Anche i sunniti che vivono a nord e a ovest di Baghdad preferiscono Biden, perché il neoeletto presidente nel 2006 fu uno degli ispiratori di un piano per dividere l’Iraq in tre regioni, una sciita, una sunnita e una curda. Se questa divisione fosse mai messa in atto, i sunniti, che sono la minoranza (35 per cento) dei musulmani iracheni, avrebbero diritto a una loro quota delle ricchezze petrolifere e si sottrarrebbero al controllo delle milizie sciite.

“Fammi questa grazia, Abbas”

La maggioranza sciita, invece, era divisa tra i due candidati. I partiti filoiraniani e le loro milizie auspicavano la vittoria del candidato con l’approccio più morbido nei confronti dell’Iran e più disposto a mitigare le sanzioni.

Gli iracheni che manifestano contro la corruzione e l’influenza iraniana nel loro paese considerano sia Washington sia Teheran due potenze occupanti. Scherzosamente i manifestanti facevano circolare sui social una caricatura di Trump vestito in abiti tradizionali iracheni e con il rosario islamico in mano, mentre fa visita a un santuario sciita per rivolgere le sue preghiere ad Abbas, nipote di Ali Ibn Abi Talib (considerato il primo imam dello sciismo), implorandolo di concedergli un nuovo mandato.

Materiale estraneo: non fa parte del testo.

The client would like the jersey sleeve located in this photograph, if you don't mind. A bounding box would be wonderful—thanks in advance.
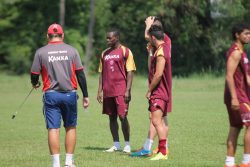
[98,52,104,73]
[74,49,84,70]
[31,50,41,74]
[125,49,136,72]
[98,59,102,73]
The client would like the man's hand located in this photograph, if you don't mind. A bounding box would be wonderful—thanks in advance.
[124,90,131,104]
[145,90,151,100]
[145,16,155,30]
[231,98,240,111]
[97,91,103,104]
[32,81,41,89]
[83,97,90,109]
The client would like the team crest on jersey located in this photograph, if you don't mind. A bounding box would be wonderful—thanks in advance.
[244,57,249,64]
[110,60,114,65]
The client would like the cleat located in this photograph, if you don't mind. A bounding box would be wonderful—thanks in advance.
[103,146,119,152]
[150,152,168,160]
[64,163,76,167]
[123,145,131,153]
[151,148,169,156]
[152,148,159,154]
[130,149,152,157]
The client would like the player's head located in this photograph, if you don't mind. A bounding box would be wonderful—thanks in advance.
[148,25,164,46]
[232,23,250,44]
[106,27,120,47]
[47,23,64,41]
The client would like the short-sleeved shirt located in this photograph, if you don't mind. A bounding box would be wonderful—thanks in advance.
[224,43,249,104]
[31,41,83,92]
[149,42,172,109]
[98,45,136,98]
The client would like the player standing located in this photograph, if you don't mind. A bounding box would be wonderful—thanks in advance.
[97,28,136,153]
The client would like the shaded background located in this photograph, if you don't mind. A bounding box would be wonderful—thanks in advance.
[0,0,250,76]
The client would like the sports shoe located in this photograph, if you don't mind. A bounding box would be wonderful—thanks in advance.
[123,145,131,153]
[103,146,119,152]
[64,164,76,167]
[152,147,159,154]
[224,165,238,167]
[239,163,250,167]
[150,152,168,160]
[130,148,152,157]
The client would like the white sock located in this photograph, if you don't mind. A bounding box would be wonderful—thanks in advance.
[143,138,153,151]
[51,154,60,167]
[225,156,235,166]
[242,154,250,164]
[125,141,130,147]
[114,141,120,149]
[65,153,73,166]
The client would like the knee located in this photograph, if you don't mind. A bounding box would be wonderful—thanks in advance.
[119,116,127,122]
[151,118,161,127]
[109,115,117,122]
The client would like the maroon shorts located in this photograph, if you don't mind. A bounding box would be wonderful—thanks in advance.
[226,102,250,127]
[148,98,168,117]
[103,96,129,117]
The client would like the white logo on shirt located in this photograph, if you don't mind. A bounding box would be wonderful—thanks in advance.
[244,57,249,64]
[48,55,69,62]
[104,55,120,61]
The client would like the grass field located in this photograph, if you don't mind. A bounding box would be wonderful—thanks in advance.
[0,73,246,167]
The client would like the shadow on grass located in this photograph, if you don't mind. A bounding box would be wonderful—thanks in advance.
[81,146,107,151]
[220,142,244,147]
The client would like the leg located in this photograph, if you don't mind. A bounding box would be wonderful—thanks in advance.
[109,114,119,142]
[151,110,166,141]
[148,112,157,140]
[65,127,76,154]
[244,126,250,153]
[64,127,76,166]
[150,109,168,160]
[227,126,241,156]
[119,116,130,141]
[48,128,60,154]
[119,116,131,153]
[48,128,60,167]
[240,126,250,165]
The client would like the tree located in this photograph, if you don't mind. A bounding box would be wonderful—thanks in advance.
[84,0,95,74]
[59,0,65,27]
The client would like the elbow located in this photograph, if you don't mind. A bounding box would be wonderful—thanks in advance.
[155,73,163,80]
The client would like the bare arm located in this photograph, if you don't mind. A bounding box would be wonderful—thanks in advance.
[125,71,134,103]
[97,73,103,103]
[147,43,153,71]
[146,56,166,99]
[226,50,241,110]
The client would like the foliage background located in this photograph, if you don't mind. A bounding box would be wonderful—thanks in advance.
[0,0,250,75]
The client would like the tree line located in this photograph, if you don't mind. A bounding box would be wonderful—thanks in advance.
[0,0,250,76]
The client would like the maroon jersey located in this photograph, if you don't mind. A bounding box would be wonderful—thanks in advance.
[149,42,172,112]
[224,43,249,104]
[99,45,136,98]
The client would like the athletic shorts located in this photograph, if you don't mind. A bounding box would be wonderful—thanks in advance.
[43,91,77,129]
[226,102,250,128]
[103,96,129,117]
[148,98,168,117]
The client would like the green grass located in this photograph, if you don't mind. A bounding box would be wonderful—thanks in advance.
[0,73,245,166]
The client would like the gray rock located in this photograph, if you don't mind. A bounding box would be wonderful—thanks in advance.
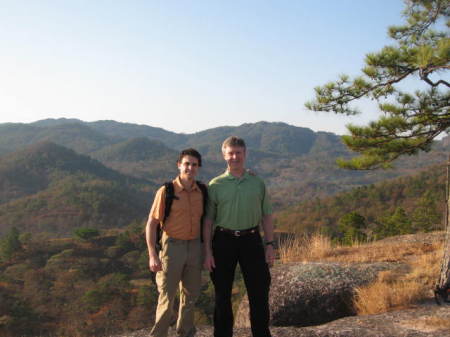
[109,302,450,337]
[236,262,405,327]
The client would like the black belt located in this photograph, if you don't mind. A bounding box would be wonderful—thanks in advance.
[215,226,259,237]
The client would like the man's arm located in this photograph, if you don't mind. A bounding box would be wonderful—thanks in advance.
[145,216,162,272]
[261,214,275,267]
[203,217,216,272]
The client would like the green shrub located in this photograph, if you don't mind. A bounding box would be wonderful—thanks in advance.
[73,228,100,241]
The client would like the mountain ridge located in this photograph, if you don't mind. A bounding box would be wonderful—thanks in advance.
[0,141,155,235]
[1,118,447,210]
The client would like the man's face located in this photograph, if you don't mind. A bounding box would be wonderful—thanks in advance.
[223,145,246,170]
[177,155,199,180]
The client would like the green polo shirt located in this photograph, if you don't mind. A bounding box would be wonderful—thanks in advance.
[205,171,272,230]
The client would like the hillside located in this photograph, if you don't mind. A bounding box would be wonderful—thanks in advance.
[275,163,447,240]
[88,120,189,149]
[31,119,325,155]
[0,226,216,337]
[0,119,448,209]
[0,142,129,203]
[1,229,447,337]
[0,142,155,236]
[182,121,320,156]
[0,122,117,156]
[31,118,188,149]
[0,175,151,236]
[91,137,180,181]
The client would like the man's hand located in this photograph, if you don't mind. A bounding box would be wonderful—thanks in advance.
[265,245,275,267]
[145,217,162,272]
[204,252,216,272]
[149,253,162,272]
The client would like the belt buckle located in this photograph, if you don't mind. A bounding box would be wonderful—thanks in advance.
[234,230,241,237]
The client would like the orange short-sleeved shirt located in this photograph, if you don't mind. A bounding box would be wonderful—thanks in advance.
[149,177,203,240]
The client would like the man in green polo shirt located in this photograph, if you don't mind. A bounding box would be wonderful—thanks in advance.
[203,136,274,337]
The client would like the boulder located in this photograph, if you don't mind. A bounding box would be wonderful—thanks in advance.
[235,261,404,327]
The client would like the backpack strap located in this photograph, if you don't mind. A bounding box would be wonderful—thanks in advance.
[196,180,208,243]
[196,180,208,214]
[163,181,177,224]
[156,181,177,252]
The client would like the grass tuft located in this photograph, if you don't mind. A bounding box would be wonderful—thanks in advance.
[278,233,332,263]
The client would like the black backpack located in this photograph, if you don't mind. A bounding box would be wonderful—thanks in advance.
[155,180,208,251]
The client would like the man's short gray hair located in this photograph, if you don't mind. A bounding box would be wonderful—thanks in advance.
[222,136,246,153]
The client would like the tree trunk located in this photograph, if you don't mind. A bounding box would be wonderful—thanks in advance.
[435,156,450,303]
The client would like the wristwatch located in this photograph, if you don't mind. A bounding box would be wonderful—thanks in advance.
[265,241,275,247]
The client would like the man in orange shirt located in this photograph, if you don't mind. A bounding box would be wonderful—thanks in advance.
[145,148,205,337]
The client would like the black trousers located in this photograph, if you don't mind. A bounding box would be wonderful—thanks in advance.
[211,229,271,337]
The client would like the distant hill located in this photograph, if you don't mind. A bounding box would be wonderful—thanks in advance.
[87,120,447,208]
[87,120,189,149]
[275,163,447,239]
[31,117,85,127]
[33,120,322,155]
[31,118,188,148]
[25,119,333,155]
[0,119,448,209]
[183,121,321,155]
[0,142,155,236]
[0,122,117,156]
[91,137,180,182]
[0,142,127,203]
[92,137,175,162]
[0,175,151,236]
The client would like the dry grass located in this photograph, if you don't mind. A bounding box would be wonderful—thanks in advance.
[354,245,443,315]
[279,232,442,264]
[354,276,428,314]
[278,232,445,315]
[278,233,333,263]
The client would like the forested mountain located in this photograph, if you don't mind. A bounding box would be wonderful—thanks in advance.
[1,119,339,156]
[0,142,131,203]
[182,121,321,156]
[0,119,448,210]
[91,137,180,182]
[275,163,447,242]
[29,119,322,154]
[0,122,117,155]
[0,142,155,236]
[30,118,188,148]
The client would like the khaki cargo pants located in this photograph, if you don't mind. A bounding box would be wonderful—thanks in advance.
[151,232,202,337]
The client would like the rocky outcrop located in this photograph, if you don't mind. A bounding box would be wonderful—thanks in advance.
[108,232,448,337]
[236,262,406,327]
[110,302,450,337]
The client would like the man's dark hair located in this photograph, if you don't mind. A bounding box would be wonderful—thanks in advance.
[178,148,202,167]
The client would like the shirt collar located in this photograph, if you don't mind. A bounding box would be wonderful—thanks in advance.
[173,176,199,192]
[224,170,249,181]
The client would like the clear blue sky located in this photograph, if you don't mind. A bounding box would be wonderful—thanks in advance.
[0,0,406,135]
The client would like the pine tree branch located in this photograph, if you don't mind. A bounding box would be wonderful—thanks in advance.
[315,71,414,112]
[306,0,450,169]
[420,73,450,87]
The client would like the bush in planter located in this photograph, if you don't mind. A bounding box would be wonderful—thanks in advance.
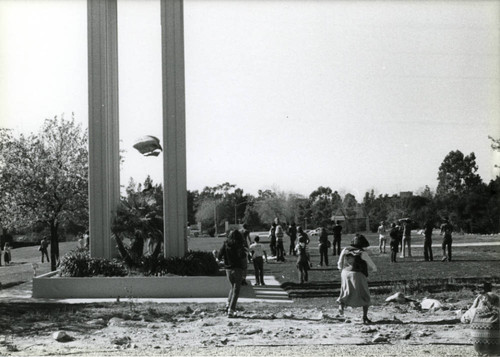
[142,250,220,276]
[59,249,127,277]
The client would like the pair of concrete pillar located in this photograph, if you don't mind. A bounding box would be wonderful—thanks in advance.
[87,0,186,258]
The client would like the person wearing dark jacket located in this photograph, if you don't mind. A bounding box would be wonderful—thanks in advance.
[288,222,297,256]
[218,229,247,317]
[389,223,399,263]
[318,226,330,266]
[332,221,343,256]
[440,218,453,262]
[423,219,434,261]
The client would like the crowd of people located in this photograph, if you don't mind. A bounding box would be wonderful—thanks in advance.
[216,216,456,321]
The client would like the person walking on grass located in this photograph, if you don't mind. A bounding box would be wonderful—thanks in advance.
[218,229,247,317]
[440,218,453,262]
[423,219,434,262]
[389,223,399,263]
[377,221,387,254]
[295,235,311,284]
[249,236,268,286]
[332,221,343,256]
[318,226,330,266]
[288,222,297,256]
[275,218,286,262]
[39,237,50,263]
[395,221,403,253]
[297,226,310,245]
[269,222,277,257]
[400,219,412,258]
[3,242,11,265]
[337,234,377,324]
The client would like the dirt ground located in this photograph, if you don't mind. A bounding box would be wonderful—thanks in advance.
[0,291,484,357]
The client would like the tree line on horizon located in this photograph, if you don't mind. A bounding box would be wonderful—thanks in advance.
[0,117,499,271]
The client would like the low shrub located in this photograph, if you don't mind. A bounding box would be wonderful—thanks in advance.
[59,249,127,277]
[142,250,220,276]
[58,249,220,277]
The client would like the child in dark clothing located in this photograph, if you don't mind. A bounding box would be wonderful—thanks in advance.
[389,223,399,263]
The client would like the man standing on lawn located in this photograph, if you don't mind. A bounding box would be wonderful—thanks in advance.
[400,219,412,258]
[423,219,434,261]
[440,218,453,262]
[332,221,343,256]
[288,222,297,256]
[275,218,286,262]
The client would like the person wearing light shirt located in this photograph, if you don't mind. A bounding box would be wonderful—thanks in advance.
[249,236,268,286]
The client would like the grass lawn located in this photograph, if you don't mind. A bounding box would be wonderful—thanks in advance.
[189,232,500,294]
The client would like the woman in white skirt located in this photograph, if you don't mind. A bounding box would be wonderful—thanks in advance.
[337,234,377,324]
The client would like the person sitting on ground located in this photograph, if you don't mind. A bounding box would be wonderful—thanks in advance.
[461,282,500,324]
[249,236,268,286]
[337,234,377,324]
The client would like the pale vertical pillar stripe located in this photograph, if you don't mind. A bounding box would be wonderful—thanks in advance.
[87,0,120,258]
[160,0,187,257]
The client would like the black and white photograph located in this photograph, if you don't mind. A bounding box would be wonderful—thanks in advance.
[0,0,499,356]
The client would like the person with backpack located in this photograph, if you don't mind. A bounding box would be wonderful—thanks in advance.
[318,226,330,266]
[275,218,285,262]
[218,229,248,317]
[295,235,311,284]
[440,218,453,262]
[337,234,377,324]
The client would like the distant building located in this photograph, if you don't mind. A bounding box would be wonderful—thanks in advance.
[400,191,413,199]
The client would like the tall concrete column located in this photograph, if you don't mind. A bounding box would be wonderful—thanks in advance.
[87,0,120,258]
[161,0,187,257]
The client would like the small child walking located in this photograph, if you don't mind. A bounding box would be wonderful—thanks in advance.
[295,236,311,284]
[249,236,268,286]
[389,223,399,263]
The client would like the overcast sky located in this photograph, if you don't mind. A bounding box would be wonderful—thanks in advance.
[1,0,499,200]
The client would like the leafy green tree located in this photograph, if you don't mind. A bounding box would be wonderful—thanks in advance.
[0,115,88,271]
[255,189,286,224]
[489,136,500,169]
[187,190,199,225]
[242,204,262,229]
[309,186,335,228]
[112,176,164,266]
[437,150,482,197]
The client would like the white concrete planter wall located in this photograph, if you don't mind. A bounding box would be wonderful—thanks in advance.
[33,271,229,299]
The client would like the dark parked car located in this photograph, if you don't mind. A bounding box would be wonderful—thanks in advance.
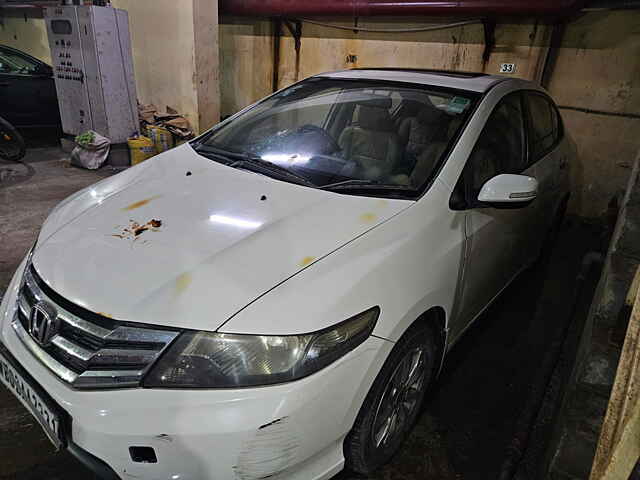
[0,45,61,129]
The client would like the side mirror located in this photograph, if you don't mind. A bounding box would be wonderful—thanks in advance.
[36,64,53,76]
[477,174,538,206]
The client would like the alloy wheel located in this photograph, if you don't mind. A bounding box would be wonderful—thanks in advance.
[371,346,426,449]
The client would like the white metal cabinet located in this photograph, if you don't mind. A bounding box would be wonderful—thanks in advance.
[44,5,138,143]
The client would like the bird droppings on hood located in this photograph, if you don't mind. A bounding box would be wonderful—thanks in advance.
[233,417,298,480]
[112,219,163,241]
[299,256,316,267]
[121,195,161,211]
[360,212,377,223]
[175,273,192,295]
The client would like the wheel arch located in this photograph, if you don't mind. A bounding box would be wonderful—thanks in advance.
[411,306,448,378]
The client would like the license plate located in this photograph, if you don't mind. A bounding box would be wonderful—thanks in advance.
[0,349,63,449]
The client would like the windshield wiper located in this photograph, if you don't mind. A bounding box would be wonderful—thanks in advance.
[191,144,235,164]
[230,157,318,188]
[193,144,317,188]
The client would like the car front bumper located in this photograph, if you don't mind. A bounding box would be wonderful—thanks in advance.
[0,260,393,480]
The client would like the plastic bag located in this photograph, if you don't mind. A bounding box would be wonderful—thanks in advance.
[70,130,111,170]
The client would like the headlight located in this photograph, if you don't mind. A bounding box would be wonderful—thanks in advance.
[143,307,379,388]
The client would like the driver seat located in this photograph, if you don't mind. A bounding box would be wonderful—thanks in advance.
[338,97,401,181]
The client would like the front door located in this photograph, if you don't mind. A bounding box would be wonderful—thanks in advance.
[451,92,538,340]
[0,48,60,128]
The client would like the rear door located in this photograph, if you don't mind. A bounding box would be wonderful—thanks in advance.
[523,91,565,254]
[451,91,538,339]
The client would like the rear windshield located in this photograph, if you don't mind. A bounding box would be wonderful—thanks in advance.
[195,78,477,198]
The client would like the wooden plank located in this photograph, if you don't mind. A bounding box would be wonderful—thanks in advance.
[590,266,640,480]
[193,0,220,132]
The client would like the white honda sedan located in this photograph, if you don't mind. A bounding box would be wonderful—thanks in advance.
[0,69,571,480]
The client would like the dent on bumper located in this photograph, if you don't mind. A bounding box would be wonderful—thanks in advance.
[0,274,392,480]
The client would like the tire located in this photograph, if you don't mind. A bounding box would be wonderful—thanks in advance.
[0,116,26,162]
[344,323,437,475]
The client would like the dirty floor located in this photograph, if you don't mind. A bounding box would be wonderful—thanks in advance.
[0,146,601,479]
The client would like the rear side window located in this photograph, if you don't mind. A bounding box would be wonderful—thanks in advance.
[526,93,560,160]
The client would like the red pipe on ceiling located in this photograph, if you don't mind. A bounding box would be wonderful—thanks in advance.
[219,0,585,17]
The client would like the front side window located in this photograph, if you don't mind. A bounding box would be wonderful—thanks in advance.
[0,50,39,75]
[194,78,477,197]
[465,92,527,196]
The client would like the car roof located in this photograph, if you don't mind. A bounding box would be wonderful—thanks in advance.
[315,68,523,93]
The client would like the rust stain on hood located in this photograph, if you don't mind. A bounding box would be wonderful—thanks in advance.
[360,212,378,223]
[175,273,192,295]
[122,195,161,211]
[299,256,316,267]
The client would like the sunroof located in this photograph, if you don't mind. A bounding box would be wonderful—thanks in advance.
[351,68,488,78]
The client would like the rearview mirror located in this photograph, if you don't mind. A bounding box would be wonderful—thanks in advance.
[477,174,538,206]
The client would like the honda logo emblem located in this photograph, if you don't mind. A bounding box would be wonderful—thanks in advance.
[28,301,60,347]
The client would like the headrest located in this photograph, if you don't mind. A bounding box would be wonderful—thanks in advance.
[356,95,393,109]
[417,104,445,125]
[358,105,394,131]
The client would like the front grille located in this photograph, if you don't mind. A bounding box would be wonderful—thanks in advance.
[12,266,181,389]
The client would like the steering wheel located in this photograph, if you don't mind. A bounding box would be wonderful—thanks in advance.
[296,124,341,155]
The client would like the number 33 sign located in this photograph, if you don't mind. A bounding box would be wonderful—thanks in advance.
[500,63,516,74]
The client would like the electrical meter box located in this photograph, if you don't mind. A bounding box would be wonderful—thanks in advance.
[44,5,138,143]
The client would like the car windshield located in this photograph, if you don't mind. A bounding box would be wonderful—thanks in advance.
[195,78,477,197]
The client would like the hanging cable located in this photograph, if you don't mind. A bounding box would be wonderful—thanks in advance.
[297,17,481,33]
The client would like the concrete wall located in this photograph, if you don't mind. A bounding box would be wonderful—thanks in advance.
[220,18,273,119]
[111,0,219,133]
[0,14,51,64]
[546,11,640,218]
[219,18,553,115]
[112,0,202,131]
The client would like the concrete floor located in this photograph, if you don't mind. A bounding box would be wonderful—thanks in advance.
[0,146,602,480]
[0,145,113,293]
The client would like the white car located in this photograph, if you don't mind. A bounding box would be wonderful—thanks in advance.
[0,69,571,480]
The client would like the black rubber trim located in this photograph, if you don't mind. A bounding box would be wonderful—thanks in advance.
[68,441,122,480]
[349,67,489,78]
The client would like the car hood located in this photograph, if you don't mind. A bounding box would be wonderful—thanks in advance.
[32,144,411,332]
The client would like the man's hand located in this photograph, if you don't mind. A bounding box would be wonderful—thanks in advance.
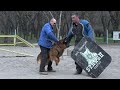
[63,37,68,44]
[63,37,70,48]
[54,41,60,46]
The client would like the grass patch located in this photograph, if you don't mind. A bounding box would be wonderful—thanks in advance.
[69,37,120,45]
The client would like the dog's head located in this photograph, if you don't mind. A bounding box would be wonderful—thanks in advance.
[55,39,67,49]
[59,39,66,49]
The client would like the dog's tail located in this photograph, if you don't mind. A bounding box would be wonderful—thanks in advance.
[37,53,41,64]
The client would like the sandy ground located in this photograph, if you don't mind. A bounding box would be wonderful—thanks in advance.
[0,45,120,79]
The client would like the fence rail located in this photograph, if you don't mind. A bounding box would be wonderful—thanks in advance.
[0,35,35,48]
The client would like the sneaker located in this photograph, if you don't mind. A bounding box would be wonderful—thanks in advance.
[40,72,48,75]
[47,67,56,72]
[47,69,56,72]
[74,71,82,75]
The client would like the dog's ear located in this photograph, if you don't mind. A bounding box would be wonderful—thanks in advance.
[54,42,57,45]
[60,40,63,43]
[57,40,62,44]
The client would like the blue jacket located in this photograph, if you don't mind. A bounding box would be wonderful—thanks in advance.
[67,20,95,41]
[38,23,58,48]
[80,20,95,41]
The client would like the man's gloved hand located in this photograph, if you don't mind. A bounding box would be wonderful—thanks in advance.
[63,37,68,44]
[63,37,70,48]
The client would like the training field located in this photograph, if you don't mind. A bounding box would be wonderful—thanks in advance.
[0,45,120,79]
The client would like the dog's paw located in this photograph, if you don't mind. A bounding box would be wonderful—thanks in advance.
[37,60,41,64]
[56,63,58,66]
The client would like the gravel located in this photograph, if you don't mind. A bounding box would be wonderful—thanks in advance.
[0,45,119,79]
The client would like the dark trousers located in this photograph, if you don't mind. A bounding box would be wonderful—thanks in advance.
[75,62,83,73]
[74,43,83,73]
[39,46,53,72]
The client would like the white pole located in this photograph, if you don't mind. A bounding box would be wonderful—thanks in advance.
[106,29,108,45]
[14,29,17,46]
[58,11,62,40]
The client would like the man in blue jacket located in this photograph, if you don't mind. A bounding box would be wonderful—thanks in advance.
[38,18,58,75]
[64,13,95,75]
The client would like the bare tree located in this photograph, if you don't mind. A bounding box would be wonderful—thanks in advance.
[109,11,120,31]
[0,11,119,43]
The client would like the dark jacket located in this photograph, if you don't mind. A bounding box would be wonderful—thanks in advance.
[65,20,95,46]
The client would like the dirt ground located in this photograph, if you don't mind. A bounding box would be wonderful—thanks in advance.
[0,45,120,79]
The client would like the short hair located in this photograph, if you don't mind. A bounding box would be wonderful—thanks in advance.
[71,12,79,18]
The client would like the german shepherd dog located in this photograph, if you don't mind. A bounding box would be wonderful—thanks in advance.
[37,39,67,66]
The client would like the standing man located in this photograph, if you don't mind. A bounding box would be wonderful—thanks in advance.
[64,13,95,75]
[38,18,58,75]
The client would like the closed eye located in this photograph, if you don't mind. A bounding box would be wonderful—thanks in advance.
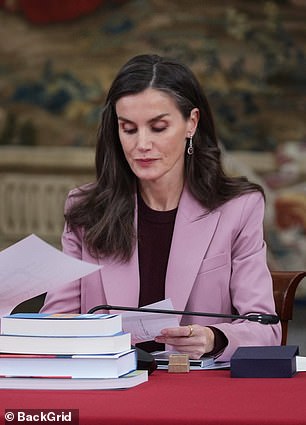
[122,127,167,135]
[152,126,167,133]
[123,128,137,134]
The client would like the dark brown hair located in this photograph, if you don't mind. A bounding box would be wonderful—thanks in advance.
[66,54,264,261]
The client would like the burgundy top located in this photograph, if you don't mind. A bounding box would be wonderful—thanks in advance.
[138,193,177,308]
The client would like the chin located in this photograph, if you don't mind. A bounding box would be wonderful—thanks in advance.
[134,170,161,181]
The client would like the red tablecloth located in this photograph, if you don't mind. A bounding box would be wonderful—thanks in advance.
[1,370,306,425]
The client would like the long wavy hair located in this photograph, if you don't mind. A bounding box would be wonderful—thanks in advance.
[66,54,264,261]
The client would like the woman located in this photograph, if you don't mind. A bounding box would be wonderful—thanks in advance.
[41,54,281,361]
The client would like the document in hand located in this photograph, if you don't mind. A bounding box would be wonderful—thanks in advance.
[0,234,102,317]
[0,369,148,390]
[1,313,122,336]
[0,349,137,379]
[122,299,180,344]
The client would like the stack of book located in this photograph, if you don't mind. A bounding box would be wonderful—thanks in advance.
[0,313,148,389]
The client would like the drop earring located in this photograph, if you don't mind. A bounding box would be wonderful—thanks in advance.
[187,135,193,155]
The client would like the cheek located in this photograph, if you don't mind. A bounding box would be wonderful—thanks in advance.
[166,138,186,158]
[119,137,131,156]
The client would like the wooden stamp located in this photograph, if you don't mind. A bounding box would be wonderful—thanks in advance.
[168,354,190,373]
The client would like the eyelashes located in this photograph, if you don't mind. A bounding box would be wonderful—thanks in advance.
[122,128,137,135]
[122,127,167,135]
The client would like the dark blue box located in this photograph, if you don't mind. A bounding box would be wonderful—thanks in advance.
[230,345,299,378]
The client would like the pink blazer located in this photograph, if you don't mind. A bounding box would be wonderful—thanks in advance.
[41,186,281,361]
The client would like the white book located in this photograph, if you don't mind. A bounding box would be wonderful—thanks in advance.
[0,332,131,355]
[1,313,122,337]
[0,370,148,390]
[0,349,136,379]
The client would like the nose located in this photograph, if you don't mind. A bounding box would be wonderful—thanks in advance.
[136,129,152,151]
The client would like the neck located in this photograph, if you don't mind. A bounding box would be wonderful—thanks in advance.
[139,180,183,211]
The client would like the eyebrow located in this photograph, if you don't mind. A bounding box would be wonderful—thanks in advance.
[117,113,170,124]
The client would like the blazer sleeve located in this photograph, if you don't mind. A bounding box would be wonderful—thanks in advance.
[212,192,282,361]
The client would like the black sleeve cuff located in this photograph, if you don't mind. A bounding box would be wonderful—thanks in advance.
[205,326,228,357]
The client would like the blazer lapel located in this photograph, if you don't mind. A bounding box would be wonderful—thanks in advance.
[165,187,220,311]
[98,198,140,308]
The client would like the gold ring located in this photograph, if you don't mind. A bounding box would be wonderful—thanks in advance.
[187,325,194,337]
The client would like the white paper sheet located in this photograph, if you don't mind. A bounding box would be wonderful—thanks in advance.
[0,234,102,317]
[122,299,180,344]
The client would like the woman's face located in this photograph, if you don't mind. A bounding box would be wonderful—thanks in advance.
[116,88,198,187]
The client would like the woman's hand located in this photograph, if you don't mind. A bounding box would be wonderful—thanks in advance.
[155,324,215,359]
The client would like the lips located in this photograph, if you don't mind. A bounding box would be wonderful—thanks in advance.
[135,158,157,161]
[135,158,157,166]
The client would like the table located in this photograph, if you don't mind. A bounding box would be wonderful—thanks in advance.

A Teheran l’atteggiamento delle autorità nei confronti degli Stati Uniti non sembra essere cambiato. Dopo la vittoria di Biden, la guida suprema Ali Khamenei ha dichiarato che la politica iraniana verso gli Stati Uniti “non cambierà”. In ogni caso, per i dirigenti iraniani Trump rappresentava il demonio.

A differenza di Trump, Biden ha una lunga storia di coinvolgimento attivo nella politica irachena e conosce tutti i più importanti leader del paese, che ha incontrato a più riprese. Il presidente Barham Salih e il primo ministro Mustafa al Kadhimi si sono subito congratulati con lui per la vittoria. Ma il politologo Sayar Jamil è pessimista e ha già messo in guarda dai molti pericoli che potrebbero derivare da un’amministrazione Biden.